2. Many of the names and events that he recalls from the 1960s, 1970s, and 1980s are familiar to me. I vividly remember that he coined the term “bond market vigilantes.” It served to emphasize that the financial markets do not necessarily strictly respond to the short-term interest rate that the Fed can control. When bond market investors were really inflation-phobic, they kept long-term rates higher than the Fed wanted. More recently, between 2003 and 2006, the bond market did the opposite–keeping long-term rates low even when the Fed was tightening. This is what made the Bernank mutter about a “global savings glut.”
3. I preach, “stare at the world, not at your models,” and Yardeni adopted that in practice as soon as he left Yale. He says that around 1988 he converted from being a macroeconomist to a microeconomist.
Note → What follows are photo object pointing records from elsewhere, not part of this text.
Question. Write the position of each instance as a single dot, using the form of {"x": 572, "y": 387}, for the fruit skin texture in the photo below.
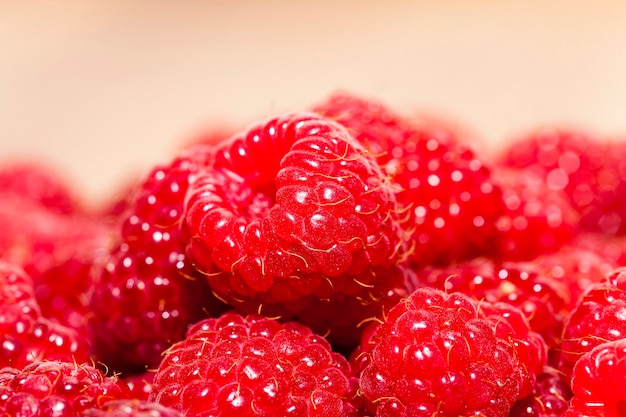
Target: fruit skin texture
{"x": 56, "y": 389}
{"x": 146, "y": 293}
{"x": 550, "y": 397}
{"x": 294, "y": 220}
{"x": 445, "y": 354}
{"x": 543, "y": 299}
{"x": 451, "y": 202}
{"x": 598, "y": 381}
{"x": 253, "y": 366}
{"x": 599, "y": 317}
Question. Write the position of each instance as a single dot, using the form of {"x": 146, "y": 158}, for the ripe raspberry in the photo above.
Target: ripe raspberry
{"x": 590, "y": 172}
{"x": 146, "y": 294}
{"x": 42, "y": 185}
{"x": 58, "y": 252}
{"x": 612, "y": 249}
{"x": 140, "y": 384}
{"x": 253, "y": 367}
{"x": 448, "y": 355}
{"x": 536, "y": 220}
{"x": 25, "y": 336}
{"x": 51, "y": 389}
{"x": 576, "y": 267}
{"x": 451, "y": 200}
{"x": 131, "y": 408}
{"x": 542, "y": 299}
{"x": 599, "y": 317}
{"x": 550, "y": 398}
{"x": 17, "y": 290}
{"x": 293, "y": 219}
{"x": 598, "y": 382}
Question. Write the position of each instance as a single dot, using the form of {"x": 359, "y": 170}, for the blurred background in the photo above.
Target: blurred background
{"x": 105, "y": 89}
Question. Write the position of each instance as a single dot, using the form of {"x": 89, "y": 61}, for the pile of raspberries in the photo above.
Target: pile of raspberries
{"x": 344, "y": 260}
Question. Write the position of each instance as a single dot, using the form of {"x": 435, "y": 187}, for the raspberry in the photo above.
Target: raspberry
{"x": 576, "y": 267}
{"x": 140, "y": 384}
{"x": 293, "y": 219}
{"x": 550, "y": 398}
{"x": 542, "y": 299}
{"x": 146, "y": 294}
{"x": 131, "y": 408}
{"x": 451, "y": 200}
{"x": 25, "y": 336}
{"x": 536, "y": 220}
{"x": 24, "y": 340}
{"x": 253, "y": 366}
{"x": 612, "y": 249}
{"x": 448, "y": 355}
{"x": 40, "y": 184}
{"x": 590, "y": 172}
{"x": 17, "y": 290}
{"x": 50, "y": 389}
{"x": 57, "y": 251}
{"x": 599, "y": 317}
{"x": 598, "y": 381}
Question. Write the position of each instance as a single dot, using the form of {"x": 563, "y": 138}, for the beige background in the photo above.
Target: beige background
{"x": 104, "y": 89}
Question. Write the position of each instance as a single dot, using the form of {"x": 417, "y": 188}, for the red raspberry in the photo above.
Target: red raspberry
{"x": 140, "y": 384}
{"x": 542, "y": 299}
{"x": 253, "y": 367}
{"x": 590, "y": 172}
{"x": 599, "y": 317}
{"x": 42, "y": 185}
{"x": 58, "y": 252}
{"x": 610, "y": 248}
{"x": 131, "y": 408}
{"x": 448, "y": 355}
{"x": 575, "y": 267}
{"x": 24, "y": 340}
{"x": 598, "y": 382}
{"x": 536, "y": 220}
{"x": 146, "y": 294}
{"x": 17, "y": 290}
{"x": 550, "y": 398}
{"x": 51, "y": 389}
{"x": 451, "y": 201}
{"x": 293, "y": 219}
{"x": 25, "y": 336}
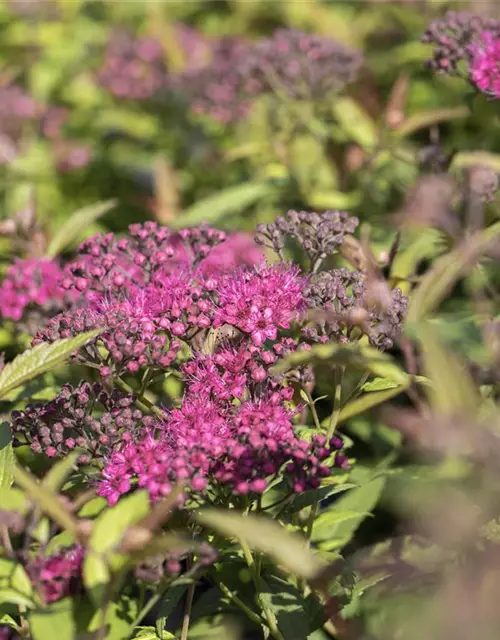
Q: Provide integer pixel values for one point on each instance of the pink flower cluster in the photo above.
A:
(31, 283)
(484, 66)
(57, 576)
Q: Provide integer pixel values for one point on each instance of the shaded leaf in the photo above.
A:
(267, 536)
(40, 359)
(76, 225)
(334, 533)
(7, 460)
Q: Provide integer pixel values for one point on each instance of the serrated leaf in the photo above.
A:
(267, 536)
(57, 475)
(362, 500)
(7, 460)
(111, 525)
(39, 360)
(359, 356)
(287, 604)
(54, 621)
(447, 270)
(13, 579)
(367, 401)
(379, 384)
(219, 205)
(452, 390)
(76, 224)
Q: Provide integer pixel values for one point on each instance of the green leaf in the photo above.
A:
(354, 355)
(267, 536)
(54, 621)
(45, 499)
(426, 119)
(439, 280)
(119, 619)
(219, 205)
(57, 475)
(379, 384)
(308, 498)
(334, 530)
(287, 604)
(355, 122)
(40, 359)
(452, 390)
(7, 460)
(368, 401)
(112, 524)
(76, 225)
(14, 580)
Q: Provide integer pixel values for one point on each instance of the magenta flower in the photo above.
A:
(57, 576)
(259, 301)
(485, 63)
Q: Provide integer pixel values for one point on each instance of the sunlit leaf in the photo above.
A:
(76, 225)
(266, 536)
(42, 358)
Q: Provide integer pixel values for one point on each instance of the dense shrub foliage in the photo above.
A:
(249, 320)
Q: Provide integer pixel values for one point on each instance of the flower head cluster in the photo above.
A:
(258, 302)
(85, 418)
(469, 38)
(32, 284)
(58, 575)
(137, 69)
(319, 235)
(341, 298)
(303, 66)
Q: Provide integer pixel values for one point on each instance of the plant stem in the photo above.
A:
(332, 424)
(314, 413)
(269, 615)
(141, 400)
(187, 613)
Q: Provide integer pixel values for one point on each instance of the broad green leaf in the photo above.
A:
(76, 225)
(355, 122)
(42, 358)
(452, 390)
(54, 621)
(219, 205)
(119, 618)
(379, 384)
(112, 524)
(287, 604)
(440, 279)
(426, 119)
(45, 499)
(7, 460)
(57, 475)
(333, 534)
(267, 536)
(308, 498)
(354, 355)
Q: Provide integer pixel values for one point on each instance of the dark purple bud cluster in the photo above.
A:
(58, 575)
(319, 235)
(348, 309)
(454, 36)
(156, 569)
(85, 418)
(296, 64)
(301, 65)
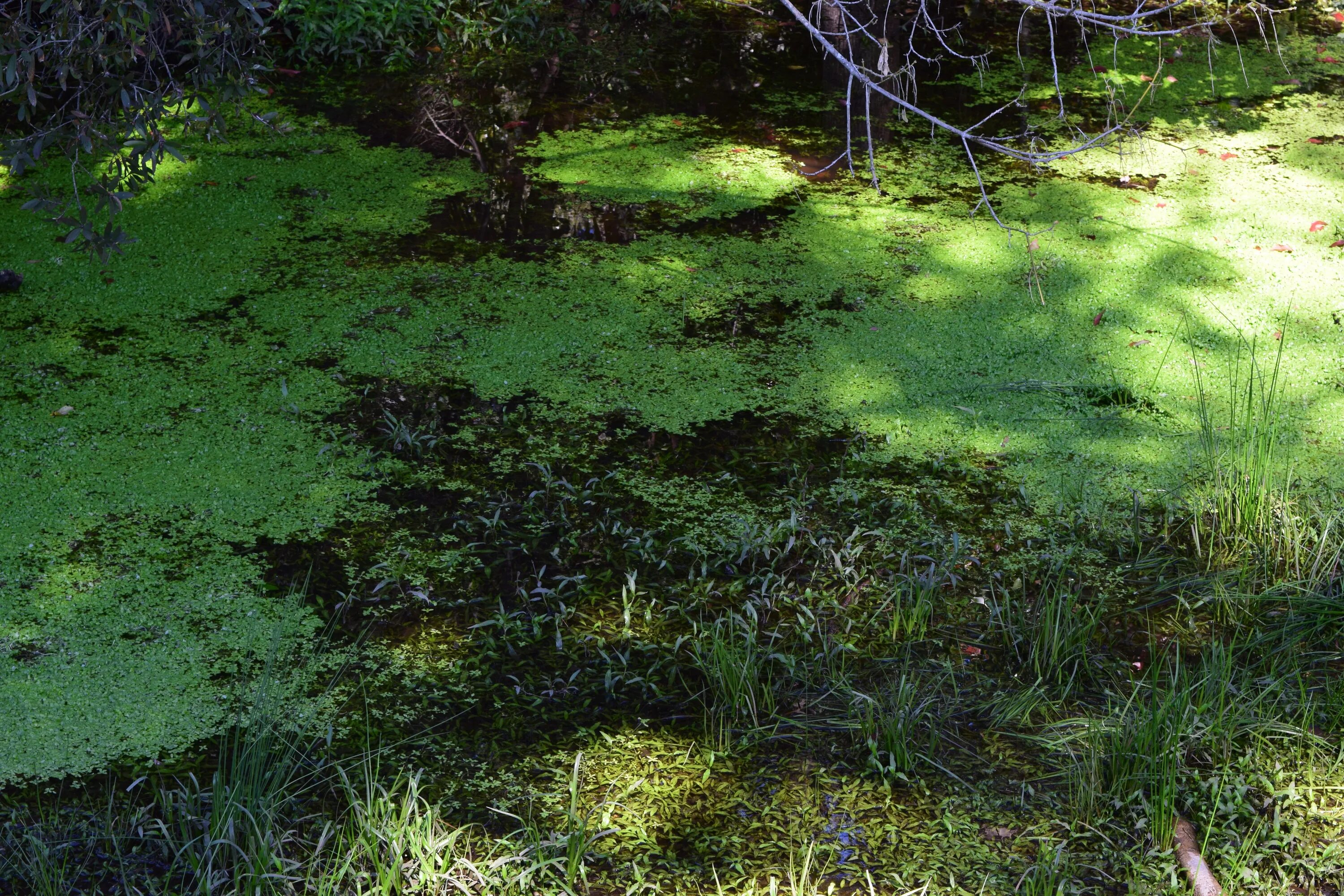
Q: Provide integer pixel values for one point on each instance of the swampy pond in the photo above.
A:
(666, 516)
He writes, “I have become increasingly convinced that most of the more interesting and relevant influences on the outlook for the global economy have occurred at the microeconomic level.”
4. In a chapter (still part of the Kindle sample) on economic history, he credits the decision taken in June of 1938 to suspend mark-to-market accounting for banks as helping to end the Roosevelt recession that hit in 1937. My first exposure to the accounting issue was in the 1980s, when book-value accounting allowed many under-water savings and loan associations to remain in business, and that was not a good thing–it made the inevitable bailout more expensive. The problem is that not marking assets to market makes the institution less transparent to regulators. So I was long in favor of market-value accounting.
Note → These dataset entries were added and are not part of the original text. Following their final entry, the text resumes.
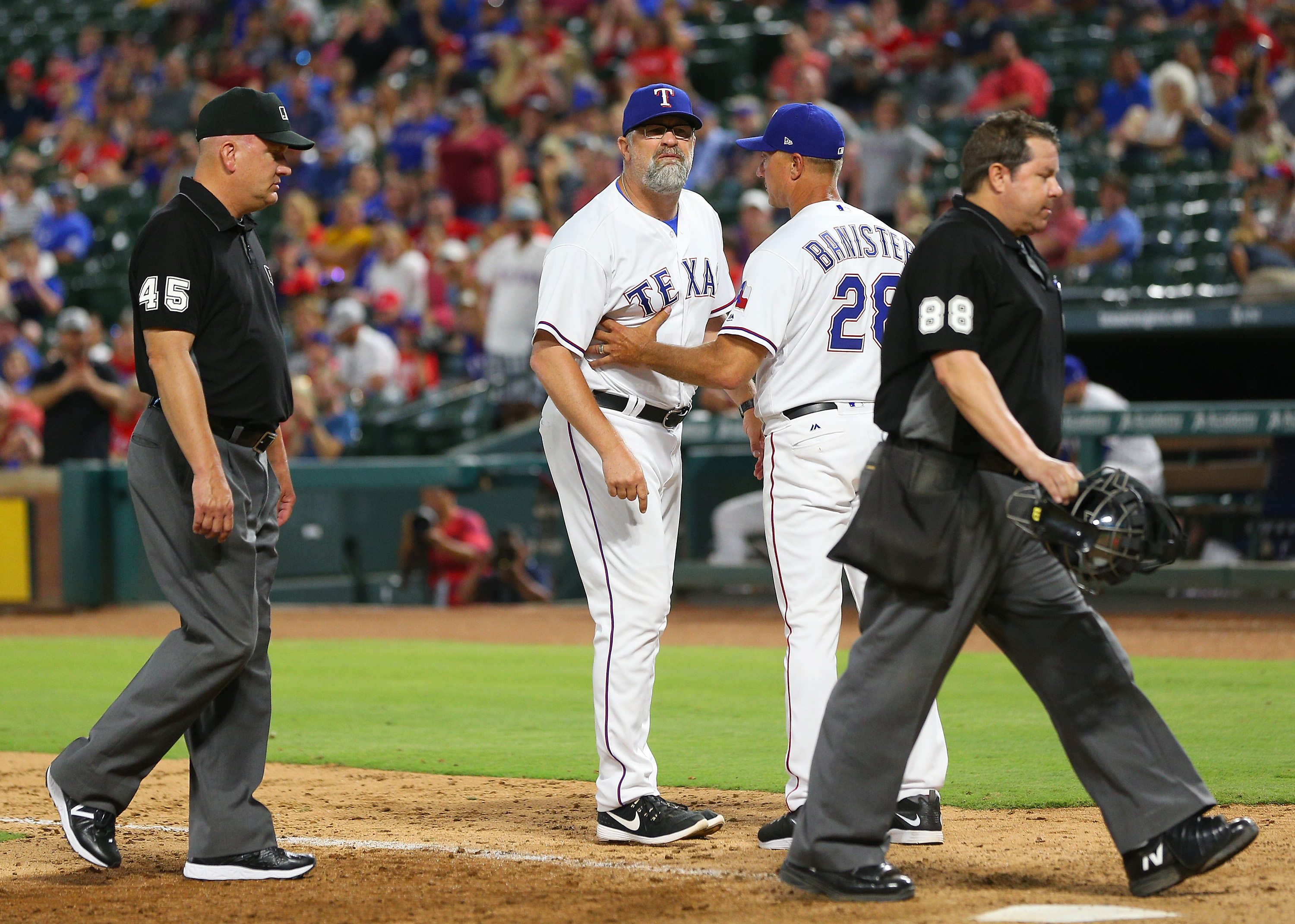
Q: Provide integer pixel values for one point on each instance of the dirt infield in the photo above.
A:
(524, 851)
(1167, 633)
(398, 847)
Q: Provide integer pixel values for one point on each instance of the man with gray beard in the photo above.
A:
(641, 252)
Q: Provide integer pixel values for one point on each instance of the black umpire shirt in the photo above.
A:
(196, 268)
(972, 285)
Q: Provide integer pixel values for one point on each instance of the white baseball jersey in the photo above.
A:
(815, 294)
(613, 261)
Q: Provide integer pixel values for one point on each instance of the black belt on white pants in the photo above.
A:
(649, 412)
(802, 410)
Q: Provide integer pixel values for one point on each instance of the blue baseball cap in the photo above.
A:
(801, 129)
(1075, 371)
(658, 99)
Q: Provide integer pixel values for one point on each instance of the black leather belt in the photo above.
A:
(987, 461)
(667, 419)
(801, 411)
(248, 434)
(244, 433)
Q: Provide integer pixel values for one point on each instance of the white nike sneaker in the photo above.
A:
(651, 820)
(917, 821)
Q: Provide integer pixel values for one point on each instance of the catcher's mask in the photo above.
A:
(1117, 527)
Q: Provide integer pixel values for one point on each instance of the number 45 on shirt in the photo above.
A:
(856, 297)
(177, 294)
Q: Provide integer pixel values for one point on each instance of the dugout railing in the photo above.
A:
(341, 544)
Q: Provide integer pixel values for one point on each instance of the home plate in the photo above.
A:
(1071, 914)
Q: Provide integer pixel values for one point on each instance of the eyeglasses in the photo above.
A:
(658, 132)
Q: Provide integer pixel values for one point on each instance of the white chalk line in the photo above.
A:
(508, 856)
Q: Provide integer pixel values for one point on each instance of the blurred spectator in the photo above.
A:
(893, 155)
(797, 54)
(420, 369)
(472, 160)
(912, 213)
(1263, 243)
(305, 437)
(13, 341)
(942, 90)
(1084, 118)
(1115, 236)
(20, 105)
(401, 270)
(515, 575)
(509, 276)
(367, 358)
(65, 232)
(371, 41)
(889, 35)
(1017, 83)
(450, 542)
(1128, 87)
(1139, 456)
(1064, 228)
(1174, 95)
(77, 395)
(754, 223)
(22, 205)
(1238, 29)
(1214, 127)
(1262, 140)
(347, 240)
(33, 276)
(171, 105)
(21, 424)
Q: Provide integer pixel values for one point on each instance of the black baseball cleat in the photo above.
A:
(268, 864)
(777, 835)
(1188, 849)
(652, 820)
(92, 833)
(881, 883)
(917, 820)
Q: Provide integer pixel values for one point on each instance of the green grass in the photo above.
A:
(525, 711)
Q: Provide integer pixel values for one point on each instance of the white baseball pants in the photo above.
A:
(627, 564)
(811, 482)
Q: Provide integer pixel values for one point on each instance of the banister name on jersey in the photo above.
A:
(816, 294)
(613, 261)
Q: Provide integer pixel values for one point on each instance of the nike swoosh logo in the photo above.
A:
(626, 823)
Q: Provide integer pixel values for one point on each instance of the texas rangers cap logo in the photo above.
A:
(801, 129)
(647, 103)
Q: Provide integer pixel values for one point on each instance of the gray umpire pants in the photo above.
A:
(209, 680)
(1124, 755)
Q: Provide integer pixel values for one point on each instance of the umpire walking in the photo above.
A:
(972, 398)
(212, 488)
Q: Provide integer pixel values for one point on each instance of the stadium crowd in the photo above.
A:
(454, 136)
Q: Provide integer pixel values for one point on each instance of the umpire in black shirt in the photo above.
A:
(972, 398)
(212, 488)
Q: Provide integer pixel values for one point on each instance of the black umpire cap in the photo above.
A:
(244, 110)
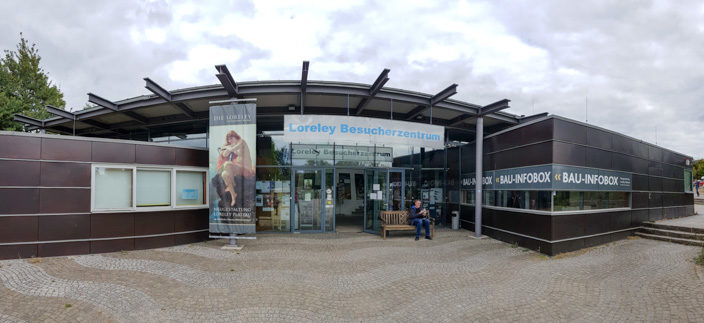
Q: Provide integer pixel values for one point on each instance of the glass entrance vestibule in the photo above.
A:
(335, 188)
(327, 199)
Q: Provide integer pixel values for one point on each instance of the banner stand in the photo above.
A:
(232, 162)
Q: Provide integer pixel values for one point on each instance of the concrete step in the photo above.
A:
(673, 233)
(654, 225)
(688, 242)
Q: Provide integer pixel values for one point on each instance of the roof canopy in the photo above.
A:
(185, 111)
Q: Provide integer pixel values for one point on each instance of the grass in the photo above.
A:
(700, 258)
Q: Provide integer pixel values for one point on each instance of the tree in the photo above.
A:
(24, 86)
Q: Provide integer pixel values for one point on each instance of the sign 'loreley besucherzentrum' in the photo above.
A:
(355, 130)
(232, 142)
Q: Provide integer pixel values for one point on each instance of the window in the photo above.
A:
(112, 188)
(190, 188)
(688, 181)
(131, 188)
(153, 188)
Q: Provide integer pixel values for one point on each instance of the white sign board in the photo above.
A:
(354, 130)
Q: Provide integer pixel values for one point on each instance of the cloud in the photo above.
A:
(629, 66)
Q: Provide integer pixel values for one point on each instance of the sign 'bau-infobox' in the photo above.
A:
(552, 177)
(353, 130)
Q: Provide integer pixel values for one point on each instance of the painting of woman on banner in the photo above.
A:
(234, 173)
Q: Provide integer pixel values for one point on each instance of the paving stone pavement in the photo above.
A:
(359, 277)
But I have since come to hold a different view of financial intermediation, in which full transparency could be a bug, not a feature. The function of banks and other financial intermediaries is to hold risky, long-term assets while issuing low-risk, short-term liabilities. This permits households and nonfinancial firms to do the opposite. This is somewhat magical, as long as it is not carried to excess. Market-value accounting takes away some of the magic, and it has the property of turning liquidity crises into solvency crises. I still think that when government is backing deposits (and going beyond that with its de facto commitment to prop up big banks) the regulators need market-value accounting. In 2008, instead of advocating getting rid of market-value accounting, the approach that I advocating for keeping banks from all dumping assets at the same time would have been to temporarily relax capital requirements.
5. I have doubts that I would enjoy the whole book. Yardeni’s life represents a “road not taken” by me, and nothing I’ve read so far gives me regrets. I regard my own experiences as more interesting than his. Tyler Cowen says he would like to see more memoirs. I wonder if he could get through this one.